The approvals bring to five the number of foreign financial companies cleared to hold 51% stakes in existing or newly established Chinese joint ventures. China pledged to scrap all foreign investment caps in the securities, fund management and futures industries no later than April 1.
UBS Group AG, JPMorgan Chase & Co. and Nomura Holdings Inc. have already taken majority control of local joint ventures.
The China Securities Regulatory Commission (CSRC) approved Morgan Stanley’s application Tuesday to raise its stake in Morgan Stanley Huaxin Securities, a joint venture with Huaxin Securities, to 51% from 49%.
The regulator approved Goldman Sachs’s bid Monday to raise its stake in Goldman Sachs Gao Hua Securities Co., a joint venture with Gaohua Securities, from 33% to 51%.

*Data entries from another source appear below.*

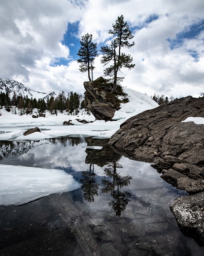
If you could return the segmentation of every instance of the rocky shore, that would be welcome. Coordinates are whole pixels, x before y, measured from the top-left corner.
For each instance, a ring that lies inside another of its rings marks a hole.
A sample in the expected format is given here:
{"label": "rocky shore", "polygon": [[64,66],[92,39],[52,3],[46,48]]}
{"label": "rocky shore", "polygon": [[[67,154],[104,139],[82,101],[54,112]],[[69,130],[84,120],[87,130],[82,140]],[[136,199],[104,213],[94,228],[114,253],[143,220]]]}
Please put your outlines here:
{"label": "rocky shore", "polygon": [[193,194],[171,208],[181,229],[203,245],[204,126],[182,122],[189,117],[204,118],[204,97],[188,96],[133,116],[109,144],[129,158],[153,163],[163,179]]}

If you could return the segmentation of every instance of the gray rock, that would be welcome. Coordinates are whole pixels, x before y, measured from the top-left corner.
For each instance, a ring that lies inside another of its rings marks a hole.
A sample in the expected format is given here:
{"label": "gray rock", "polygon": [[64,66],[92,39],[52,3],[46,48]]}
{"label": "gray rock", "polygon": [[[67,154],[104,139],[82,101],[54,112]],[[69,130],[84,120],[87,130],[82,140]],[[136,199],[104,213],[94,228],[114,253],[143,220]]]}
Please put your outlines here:
{"label": "gray rock", "polygon": [[109,144],[126,156],[155,163],[160,171],[173,169],[190,179],[202,178],[204,127],[182,122],[189,116],[204,117],[204,97],[188,96],[133,116]]}
{"label": "gray rock", "polygon": [[35,116],[35,115],[32,115],[32,117],[33,118],[38,118],[38,116],[39,116],[38,115],[37,115],[37,116]]}
{"label": "gray rock", "polygon": [[170,208],[185,235],[204,245],[204,126],[182,122],[204,117],[204,98],[189,96],[145,111],[127,120],[110,138],[117,152],[153,162],[161,177],[192,196]]}
{"label": "gray rock", "polygon": [[170,208],[184,234],[203,246],[204,192],[179,197],[171,204]]}
{"label": "gray rock", "polygon": [[204,180],[195,180],[191,182],[186,188],[189,194],[194,194],[204,191]]}
{"label": "gray rock", "polygon": [[63,125],[74,125],[71,122],[71,120],[69,120],[68,121],[65,121],[63,123]]}
{"label": "gray rock", "polygon": [[112,88],[108,86],[108,81],[101,77],[84,83],[86,108],[96,120],[111,121],[115,111],[120,108],[117,97],[110,93]]}
{"label": "gray rock", "polygon": [[26,135],[28,135],[29,134],[30,134],[33,132],[41,132],[40,130],[38,128],[38,127],[35,127],[35,128],[32,128],[31,129],[28,129],[24,133],[24,136],[26,136]]}

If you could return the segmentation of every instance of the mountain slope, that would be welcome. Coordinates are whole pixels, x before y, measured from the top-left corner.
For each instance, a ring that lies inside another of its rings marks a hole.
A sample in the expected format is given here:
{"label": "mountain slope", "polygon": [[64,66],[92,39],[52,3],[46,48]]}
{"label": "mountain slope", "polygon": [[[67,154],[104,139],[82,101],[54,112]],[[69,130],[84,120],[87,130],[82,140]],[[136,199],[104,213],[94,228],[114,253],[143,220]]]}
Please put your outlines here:
{"label": "mountain slope", "polygon": [[23,97],[27,95],[29,98],[32,97],[37,100],[39,98],[47,99],[51,96],[55,97],[58,95],[58,93],[55,91],[49,92],[42,92],[35,91],[26,87],[24,85],[14,80],[9,79],[2,79],[0,78],[0,92],[5,92],[6,90],[10,94],[10,97],[12,97],[14,92],[17,95],[22,95]]}

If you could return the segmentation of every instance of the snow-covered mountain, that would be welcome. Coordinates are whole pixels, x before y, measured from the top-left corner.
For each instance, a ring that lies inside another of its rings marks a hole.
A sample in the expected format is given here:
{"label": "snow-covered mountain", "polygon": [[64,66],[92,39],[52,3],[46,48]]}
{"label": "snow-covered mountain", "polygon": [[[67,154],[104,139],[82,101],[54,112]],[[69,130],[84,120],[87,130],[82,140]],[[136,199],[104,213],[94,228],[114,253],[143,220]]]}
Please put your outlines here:
{"label": "snow-covered mountain", "polygon": [[2,92],[6,93],[7,90],[11,98],[12,97],[14,92],[17,95],[22,95],[23,97],[27,95],[29,98],[32,97],[37,100],[39,98],[47,99],[51,96],[55,97],[58,94],[58,93],[55,91],[48,92],[35,91],[26,87],[23,84],[17,81],[0,78],[0,92]]}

“This is a significant milestone in the evolution of our business in China,” said Todd Leland, co-president of Goldman Sachs in Asia Pacific ex-Japan. “We will be seeking to move towards 100 percent ownership at the earliest opportunity.”
Goldman Sachs said in January that it plans to double its workforce in China in the next five years.

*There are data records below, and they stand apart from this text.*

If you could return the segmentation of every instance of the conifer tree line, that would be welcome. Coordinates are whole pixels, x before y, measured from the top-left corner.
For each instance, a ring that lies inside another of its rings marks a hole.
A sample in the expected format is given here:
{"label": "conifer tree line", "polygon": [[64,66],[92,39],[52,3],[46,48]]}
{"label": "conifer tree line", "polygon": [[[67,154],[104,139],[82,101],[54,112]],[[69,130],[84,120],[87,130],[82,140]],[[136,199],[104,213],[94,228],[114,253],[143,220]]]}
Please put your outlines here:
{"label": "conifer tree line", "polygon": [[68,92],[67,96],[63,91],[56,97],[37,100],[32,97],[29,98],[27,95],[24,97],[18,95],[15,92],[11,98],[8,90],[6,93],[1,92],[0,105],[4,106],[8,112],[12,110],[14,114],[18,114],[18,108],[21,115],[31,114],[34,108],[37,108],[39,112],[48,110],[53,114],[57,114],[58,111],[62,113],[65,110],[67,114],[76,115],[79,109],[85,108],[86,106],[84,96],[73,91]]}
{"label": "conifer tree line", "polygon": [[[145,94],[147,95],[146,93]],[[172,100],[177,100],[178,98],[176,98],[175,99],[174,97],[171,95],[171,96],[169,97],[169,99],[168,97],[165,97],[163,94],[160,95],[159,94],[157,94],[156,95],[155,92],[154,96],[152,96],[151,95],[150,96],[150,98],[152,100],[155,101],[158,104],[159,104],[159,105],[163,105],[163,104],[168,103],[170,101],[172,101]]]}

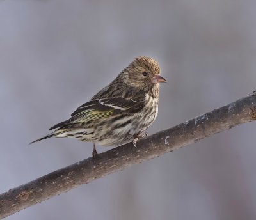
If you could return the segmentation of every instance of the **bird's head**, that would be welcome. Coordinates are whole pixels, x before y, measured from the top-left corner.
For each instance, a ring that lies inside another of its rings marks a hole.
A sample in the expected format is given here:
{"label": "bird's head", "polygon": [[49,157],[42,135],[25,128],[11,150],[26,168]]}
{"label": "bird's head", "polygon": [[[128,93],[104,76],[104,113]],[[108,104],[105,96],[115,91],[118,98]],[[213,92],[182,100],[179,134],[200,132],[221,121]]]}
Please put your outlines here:
{"label": "bird's head", "polygon": [[122,73],[130,85],[147,90],[158,88],[159,82],[167,82],[160,75],[157,62],[150,57],[136,58]]}

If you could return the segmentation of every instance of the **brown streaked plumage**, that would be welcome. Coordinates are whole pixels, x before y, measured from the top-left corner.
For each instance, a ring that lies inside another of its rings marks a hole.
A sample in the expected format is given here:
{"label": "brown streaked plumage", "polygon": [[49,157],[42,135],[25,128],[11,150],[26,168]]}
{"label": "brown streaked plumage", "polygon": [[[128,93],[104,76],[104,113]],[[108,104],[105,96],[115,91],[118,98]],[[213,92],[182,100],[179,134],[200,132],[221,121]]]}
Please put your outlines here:
{"label": "brown streaked plumage", "polygon": [[93,157],[95,144],[116,146],[133,141],[136,146],[157,114],[161,82],[166,81],[160,76],[158,63],[149,57],[136,58],[70,119],[49,129],[55,131],[32,143],[53,136],[75,138],[93,143]]}

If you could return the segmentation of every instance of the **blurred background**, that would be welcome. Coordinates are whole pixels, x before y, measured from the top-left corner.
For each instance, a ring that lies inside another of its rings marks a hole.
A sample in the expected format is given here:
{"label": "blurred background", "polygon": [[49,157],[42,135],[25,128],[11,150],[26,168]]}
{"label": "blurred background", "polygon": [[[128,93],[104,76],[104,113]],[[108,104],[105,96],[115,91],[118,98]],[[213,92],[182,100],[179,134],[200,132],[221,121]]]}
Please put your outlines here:
{"label": "blurred background", "polygon": [[[159,61],[152,134],[256,90],[256,1],[1,1],[0,192],[91,157],[28,146],[132,59]],[[81,186],[8,219],[255,219],[255,123]],[[98,152],[109,148],[98,146]]]}

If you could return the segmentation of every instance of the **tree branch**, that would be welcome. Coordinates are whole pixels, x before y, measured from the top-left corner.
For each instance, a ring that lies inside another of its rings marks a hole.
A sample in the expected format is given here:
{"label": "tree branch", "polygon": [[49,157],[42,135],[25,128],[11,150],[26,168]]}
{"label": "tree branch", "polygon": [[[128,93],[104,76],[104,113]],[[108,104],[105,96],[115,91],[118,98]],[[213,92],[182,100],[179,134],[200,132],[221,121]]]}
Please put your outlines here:
{"label": "tree branch", "polygon": [[32,205],[239,124],[256,120],[256,93],[179,125],[41,177],[0,194],[0,218]]}

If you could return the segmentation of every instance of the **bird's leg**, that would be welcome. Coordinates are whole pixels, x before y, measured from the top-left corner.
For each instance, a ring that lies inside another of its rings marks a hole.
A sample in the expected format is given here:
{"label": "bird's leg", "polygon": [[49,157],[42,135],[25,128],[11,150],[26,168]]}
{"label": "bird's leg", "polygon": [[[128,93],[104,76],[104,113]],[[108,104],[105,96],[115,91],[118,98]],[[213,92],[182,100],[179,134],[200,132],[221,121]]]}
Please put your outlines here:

Other enterprises seeking approval to control securities ventures include Swiss conglomerate Credit Suisse Group AG and Daiwa Securities Group Inc., Japan’s second-largest brokerage by assets.
Credit Suisse filed its application even earlier than Morgan Stanley in July 2019 and received feedback from the CSRC in December. But there has since been no progress. Credit Suisse currently holds a 33% stake in Credit Suisse Founder Securities Ltd., a joint venture with Founder Securities Co. Ltd.
Bloomberg reported in January that JPMorgan is seeking to take 100% ownership of its China-based fund management joint venture. JPMorgan Asset Management, the New York-based bank’s asset management division, last year offered to pay at least 241.3 million yuan ($34 million) to its China partner Shanghai International Trust Co. to increase its stake in the venture from 49% to 51%. That transaction is yet to be approved by regulators.
Goldman Sachs is also talking with the wealth management unit of Industrial and Commercial Bank of China (ICBC) to set up a new wealth-management joint venture in which the American giant is seeking 51% ownership, a person close to the matter told Caixin in January.